From "Mathematical Analysis" of T.M. Apostol.
\begin{gather*} \lim_{n \rightarrow \infty} \frac{b-a}n \sum_{k=1}^n f \left( a +k\frac{b-a}n \right) =\int_a^bf(x) \ dx \end{gather*}
Use the fact above to compute
\begin{gather*} \lim_{n \rightarrow \infty} \sum_{k=1}^n \frac{n}{k^2+n^2}=\frac{\pi}4 \ \ \ \ \text{and} \ \ \ \lim_{n \rightarrow \infty} \sum_{k=1}^n \left( k^2 + n^2\right)^{-\frac{1}2} = \log\left(1 + \sqrt{2}\right) \end{gather*}
I've tried
\begin{gather*} \lim_{n \rightarrow \infty} \sum_{k=1}^n \frac{n}{k^2+n^2}=\lim_{n \rightarrow \infty} \frac{1}n \sum_{k=1}^n \left( \frac{n}{\sqrt{k^2+n^2}} \right)^2 \end{gather*}
Now $\frac{n}{\sqrt{k^2+n^2}}$ can be interpreted as a sine or a cosine in a right triangle with catheti of lenghts $n$ and $k$. But how exactly the trigonometric functions come into play here?

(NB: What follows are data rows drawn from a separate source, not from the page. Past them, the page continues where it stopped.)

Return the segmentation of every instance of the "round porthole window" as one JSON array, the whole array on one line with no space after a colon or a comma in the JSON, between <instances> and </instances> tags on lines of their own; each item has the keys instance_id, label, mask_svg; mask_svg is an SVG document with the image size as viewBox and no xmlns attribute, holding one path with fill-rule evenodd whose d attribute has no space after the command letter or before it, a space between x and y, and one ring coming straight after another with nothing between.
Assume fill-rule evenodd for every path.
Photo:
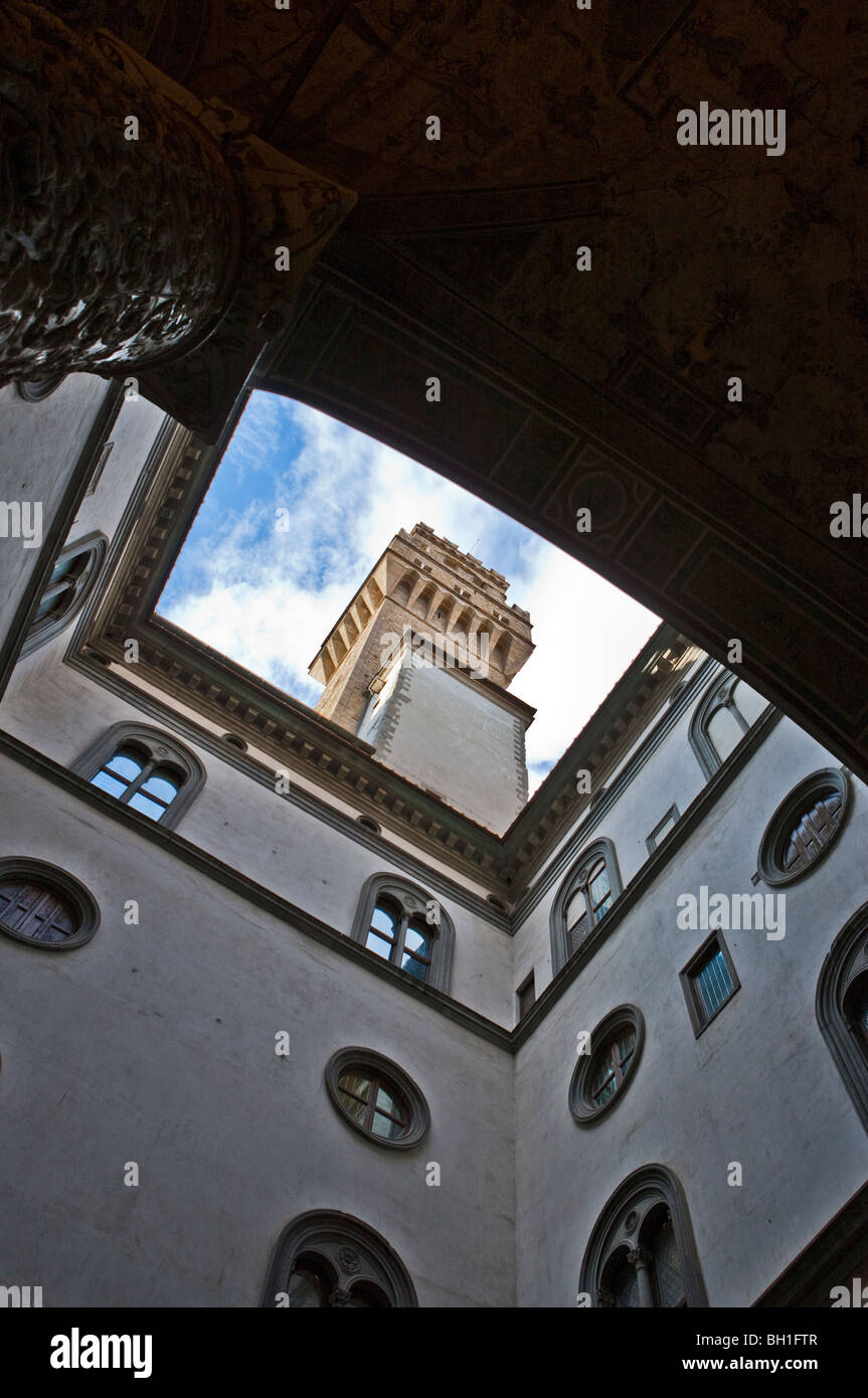
<instances>
[{"instance_id":1,"label":"round porthole window","mask_svg":"<svg viewBox=\"0 0 868 1398\"><path fill-rule=\"evenodd\" d=\"M644 1043L644 1019L636 1005L619 1005L601 1021L579 1054L570 1081L570 1111L590 1125L621 1099L632 1082Z\"/></svg>"},{"instance_id":2,"label":"round porthole window","mask_svg":"<svg viewBox=\"0 0 868 1398\"><path fill-rule=\"evenodd\" d=\"M64 870L41 860L0 860L0 931L43 951L88 942L99 925L96 903Z\"/></svg>"}]
</instances>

We have $$\lim_{n\to\infty}\sum_{k=1}^n \frac{n}{k^2+n^2}=\lim_{n\to\infty}\left(\frac{1}{n}\cdot\sum_{k=1}^n \frac{1}{\left(\frac{k}{n}\right)^2+1}\right)=\int_0^1 \frac{1}{x^2+1}\,dx=\arctan x|_0^1=\frac{\pi}{4}\,.$$
For the second one, following the same approach, you will get $$\int_0^1\frac{1}{\sqrt{x^2+1}}\,dx.$$ Evaluate this integral, writing $\mathrm{arsinh}$ in terms of logs to get the desired answer.